Second, it bypasses the big maltsters. Don’t get me wrong the big operators like Rahr and Canada Malting make excellent product and they are not nearly as corporatized as the beer end of the industry. Still, they make large quantities of the same malt designed for the big breweries. That is not a criticism, it is where the market is. The size difference between them and Red Shed, for example, is stunning. Red Shed can produce up to 5 tonnes per week. Rahr in nearby Alix? 3,000 tonnes per week. The scale simply is beyond fathom. Which is Red Shed’s advantage. What they lose in economics of scale, they gain in flexibility and being able to experiment. It is just a way to insert diversity into the market.

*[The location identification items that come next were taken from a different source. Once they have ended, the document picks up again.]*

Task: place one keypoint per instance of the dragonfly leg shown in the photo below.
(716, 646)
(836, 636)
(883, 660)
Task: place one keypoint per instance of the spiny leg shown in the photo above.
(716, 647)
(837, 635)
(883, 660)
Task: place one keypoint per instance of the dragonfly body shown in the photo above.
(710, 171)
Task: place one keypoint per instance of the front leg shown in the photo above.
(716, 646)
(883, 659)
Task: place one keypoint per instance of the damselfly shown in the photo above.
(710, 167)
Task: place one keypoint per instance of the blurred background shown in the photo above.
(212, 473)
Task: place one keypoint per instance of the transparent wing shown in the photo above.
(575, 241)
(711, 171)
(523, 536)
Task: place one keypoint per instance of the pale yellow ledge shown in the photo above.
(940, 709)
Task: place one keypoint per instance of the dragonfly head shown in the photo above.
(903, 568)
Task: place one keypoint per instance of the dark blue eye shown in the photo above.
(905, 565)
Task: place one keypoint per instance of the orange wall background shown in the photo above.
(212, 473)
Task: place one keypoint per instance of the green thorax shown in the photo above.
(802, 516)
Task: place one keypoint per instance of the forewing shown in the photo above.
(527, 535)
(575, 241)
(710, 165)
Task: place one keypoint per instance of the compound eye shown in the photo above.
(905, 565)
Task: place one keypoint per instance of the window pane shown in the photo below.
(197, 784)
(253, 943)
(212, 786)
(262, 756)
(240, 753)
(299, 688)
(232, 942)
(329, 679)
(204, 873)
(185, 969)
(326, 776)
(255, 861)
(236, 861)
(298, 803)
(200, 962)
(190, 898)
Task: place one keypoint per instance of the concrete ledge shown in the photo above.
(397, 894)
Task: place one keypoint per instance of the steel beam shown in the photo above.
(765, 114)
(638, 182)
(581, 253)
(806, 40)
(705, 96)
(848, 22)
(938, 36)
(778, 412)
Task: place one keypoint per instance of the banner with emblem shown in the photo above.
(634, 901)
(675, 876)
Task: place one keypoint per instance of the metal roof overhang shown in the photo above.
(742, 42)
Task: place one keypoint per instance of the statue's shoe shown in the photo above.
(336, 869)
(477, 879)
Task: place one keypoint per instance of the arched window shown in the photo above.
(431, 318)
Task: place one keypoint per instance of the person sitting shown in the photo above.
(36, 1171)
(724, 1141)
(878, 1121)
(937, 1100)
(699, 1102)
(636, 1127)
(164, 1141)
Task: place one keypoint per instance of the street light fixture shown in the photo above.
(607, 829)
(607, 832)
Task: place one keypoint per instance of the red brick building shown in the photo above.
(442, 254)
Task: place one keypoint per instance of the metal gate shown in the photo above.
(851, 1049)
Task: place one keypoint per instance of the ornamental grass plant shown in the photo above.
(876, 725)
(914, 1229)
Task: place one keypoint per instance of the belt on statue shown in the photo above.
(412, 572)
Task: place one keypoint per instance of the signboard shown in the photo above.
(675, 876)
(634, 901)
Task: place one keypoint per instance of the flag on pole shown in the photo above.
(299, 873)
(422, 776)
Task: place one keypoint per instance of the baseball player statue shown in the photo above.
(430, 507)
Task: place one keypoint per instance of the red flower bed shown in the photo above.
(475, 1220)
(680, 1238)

Third, it gives more room for brewers to experiment with different flavours and aromas. They can get a one-off batch of malt for a seasonal to create something that they couldn’t have made before and likely won’t again in the future. The craft brewsters are likely not going to be a substantial part of a brewery’s regular line-up, they can’t produce enough. They are ideal for one-offs, seasonals and interesting experiments, like Troubled Monk’s Golden Gaetz malt experiment (which I wrote about here).
Most consumers may never know what impact craft maltsters will have in their beer. But they should. Craft malting has great potential to contribute big things to Alberta-made beer. I look forward to it and I think you should too.